“That’s Lucy, the barn cat. If you have a barn, you have mice. Lucy has important duties,” Candace said.

Lucy was purring up a storm, her green eyes narrowed to slits.

“Hi, Miss Candace,” I heard a young voice say.

I looked up to see a dark-haired boy wearing Spider-Man pajamas. I guessed his age at about eight or nine.

“And who’ve you brought with you today?” he added.

Candace climbed the two porch steps and gave him a hug before saying, “This here is my friend Miss Jillian Hart.”

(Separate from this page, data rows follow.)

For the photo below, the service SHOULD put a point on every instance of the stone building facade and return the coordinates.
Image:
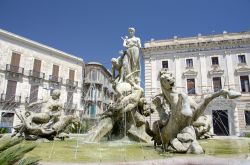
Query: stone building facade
(98, 91)
(29, 71)
(201, 65)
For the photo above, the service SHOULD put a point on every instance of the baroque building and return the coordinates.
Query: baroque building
(29, 71)
(202, 65)
(98, 91)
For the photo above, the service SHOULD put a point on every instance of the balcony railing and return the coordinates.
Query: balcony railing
(70, 106)
(36, 74)
(10, 98)
(6, 124)
(55, 79)
(90, 81)
(71, 83)
(14, 69)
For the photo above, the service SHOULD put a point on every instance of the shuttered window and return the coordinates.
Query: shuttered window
(15, 59)
(55, 71)
(34, 93)
(37, 65)
(70, 98)
(244, 82)
(191, 86)
(72, 75)
(11, 90)
(217, 84)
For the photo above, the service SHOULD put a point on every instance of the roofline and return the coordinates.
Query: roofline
(100, 65)
(38, 45)
(195, 37)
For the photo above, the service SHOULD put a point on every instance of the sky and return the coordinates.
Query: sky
(92, 29)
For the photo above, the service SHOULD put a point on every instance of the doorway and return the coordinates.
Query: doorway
(220, 122)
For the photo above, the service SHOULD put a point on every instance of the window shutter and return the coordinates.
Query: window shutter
(15, 59)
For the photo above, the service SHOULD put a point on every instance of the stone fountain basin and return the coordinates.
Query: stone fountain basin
(75, 151)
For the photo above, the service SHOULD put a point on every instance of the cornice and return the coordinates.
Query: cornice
(190, 72)
(216, 70)
(201, 46)
(242, 69)
(35, 44)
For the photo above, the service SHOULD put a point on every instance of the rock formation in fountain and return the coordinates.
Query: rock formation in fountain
(46, 124)
(180, 117)
(125, 117)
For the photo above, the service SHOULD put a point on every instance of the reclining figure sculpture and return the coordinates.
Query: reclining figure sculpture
(130, 107)
(175, 130)
(47, 124)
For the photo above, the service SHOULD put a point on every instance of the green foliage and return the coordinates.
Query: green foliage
(3, 130)
(28, 161)
(247, 135)
(12, 152)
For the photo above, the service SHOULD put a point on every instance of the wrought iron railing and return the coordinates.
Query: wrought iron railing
(36, 74)
(71, 83)
(56, 79)
(10, 98)
(14, 69)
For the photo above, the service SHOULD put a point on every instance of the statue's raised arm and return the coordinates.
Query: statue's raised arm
(133, 45)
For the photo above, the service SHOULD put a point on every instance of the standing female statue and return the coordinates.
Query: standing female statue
(133, 45)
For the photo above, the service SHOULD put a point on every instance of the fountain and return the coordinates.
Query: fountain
(178, 128)
(46, 124)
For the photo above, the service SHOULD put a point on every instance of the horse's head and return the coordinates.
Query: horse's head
(166, 79)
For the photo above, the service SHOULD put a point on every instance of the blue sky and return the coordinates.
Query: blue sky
(92, 29)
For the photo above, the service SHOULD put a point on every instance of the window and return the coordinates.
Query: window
(247, 117)
(215, 61)
(55, 70)
(242, 59)
(33, 93)
(11, 90)
(7, 119)
(69, 98)
(189, 63)
(71, 75)
(92, 110)
(244, 82)
(37, 65)
(191, 86)
(165, 64)
(15, 59)
(94, 75)
(217, 84)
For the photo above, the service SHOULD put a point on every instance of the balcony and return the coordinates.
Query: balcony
(216, 70)
(14, 72)
(6, 124)
(55, 79)
(71, 83)
(70, 106)
(14, 69)
(36, 74)
(90, 81)
(10, 99)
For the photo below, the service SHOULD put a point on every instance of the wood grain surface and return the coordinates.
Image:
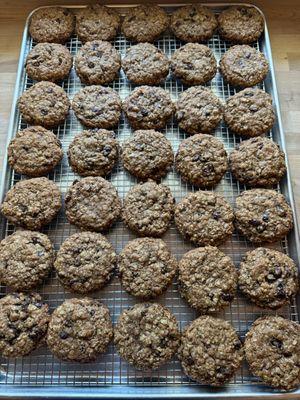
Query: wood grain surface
(283, 19)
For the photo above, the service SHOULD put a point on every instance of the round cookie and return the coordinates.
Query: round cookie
(147, 154)
(263, 215)
(34, 151)
(146, 267)
(48, 62)
(32, 203)
(145, 64)
(97, 63)
(148, 107)
(198, 109)
(145, 23)
(45, 103)
(97, 22)
(193, 23)
(210, 351)
(240, 24)
(268, 277)
(258, 162)
(272, 349)
(52, 24)
(79, 330)
(97, 107)
(26, 259)
(194, 64)
(23, 323)
(148, 209)
(249, 112)
(244, 66)
(93, 152)
(85, 262)
(207, 279)
(92, 203)
(146, 335)
(201, 160)
(204, 218)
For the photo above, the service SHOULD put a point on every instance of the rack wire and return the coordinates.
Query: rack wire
(41, 367)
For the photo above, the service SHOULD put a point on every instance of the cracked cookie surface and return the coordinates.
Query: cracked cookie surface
(204, 218)
(146, 335)
(201, 160)
(147, 154)
(263, 215)
(268, 277)
(244, 66)
(272, 349)
(148, 209)
(79, 330)
(23, 323)
(210, 351)
(92, 204)
(26, 259)
(146, 267)
(207, 279)
(32, 203)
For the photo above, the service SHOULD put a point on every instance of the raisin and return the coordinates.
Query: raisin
(265, 216)
(276, 343)
(63, 335)
(227, 297)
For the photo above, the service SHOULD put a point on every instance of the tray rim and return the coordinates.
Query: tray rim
(242, 391)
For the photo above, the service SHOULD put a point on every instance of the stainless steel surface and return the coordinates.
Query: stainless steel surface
(41, 374)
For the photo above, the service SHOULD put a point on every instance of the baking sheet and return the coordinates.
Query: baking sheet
(112, 376)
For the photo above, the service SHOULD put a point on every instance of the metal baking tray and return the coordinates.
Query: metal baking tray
(41, 374)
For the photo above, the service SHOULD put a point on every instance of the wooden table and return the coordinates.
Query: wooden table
(284, 26)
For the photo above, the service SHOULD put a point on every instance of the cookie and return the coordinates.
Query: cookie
(92, 204)
(268, 278)
(249, 113)
(44, 103)
(97, 22)
(210, 351)
(145, 64)
(85, 262)
(145, 23)
(146, 335)
(148, 209)
(263, 215)
(97, 63)
(194, 64)
(79, 330)
(207, 279)
(34, 151)
(146, 267)
(193, 23)
(272, 349)
(147, 154)
(198, 109)
(240, 24)
(244, 66)
(201, 160)
(93, 152)
(32, 203)
(148, 107)
(52, 24)
(97, 107)
(48, 62)
(23, 323)
(258, 162)
(204, 218)
(26, 259)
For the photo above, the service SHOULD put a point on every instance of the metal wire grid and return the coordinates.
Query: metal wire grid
(41, 368)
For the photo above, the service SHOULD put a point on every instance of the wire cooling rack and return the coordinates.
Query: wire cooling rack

“Not ‘this here,’ Miss Candace. Just ‘this’ is all you need to say,” Jack said. He smiled at me. “Pleased to meet you, Miss Jillian.”

“Back at ya. And that’s a colloquialism, by the way,” I said with a grin.

“I know. And ‘this here’ is a regionalism. But people often look down on Southerners because of their grammar, and we can-”

“Jack, what do you think you’re doing?” The woman who spoke sounded irritated. She must have come around from the barn. Her dark brown hair was the exact same shade as Jack’s, and she wore pressed, immaculate blue jeans that contrasted sharply with her muddy but brightly flowered Wellington-style boots.

“Greeting our visitors, Mom. And before you get started, I know I’m wearing my pajamas outdoors. I happen to like them.”

Robin West sighed heavily. “Your teacher will not applaud your choice of clothing if you go to school like that, Son. Please go get dressed.”

Jack hung his head. “I’d prefer to stay home today, but if you insist.” He turned and went into the house.

“He wants to stay home because I’m freaked-out about the cow. He thinks he has to take care of me,” Robin said.

From what I’d overheard on the phone earlier, she was indeed freaked-out about the cow, the one Candace had told me was missing. That left her poor kid with a job-taking care of Mom. But though I only thought these things, Candace had no trouble saying them out loud.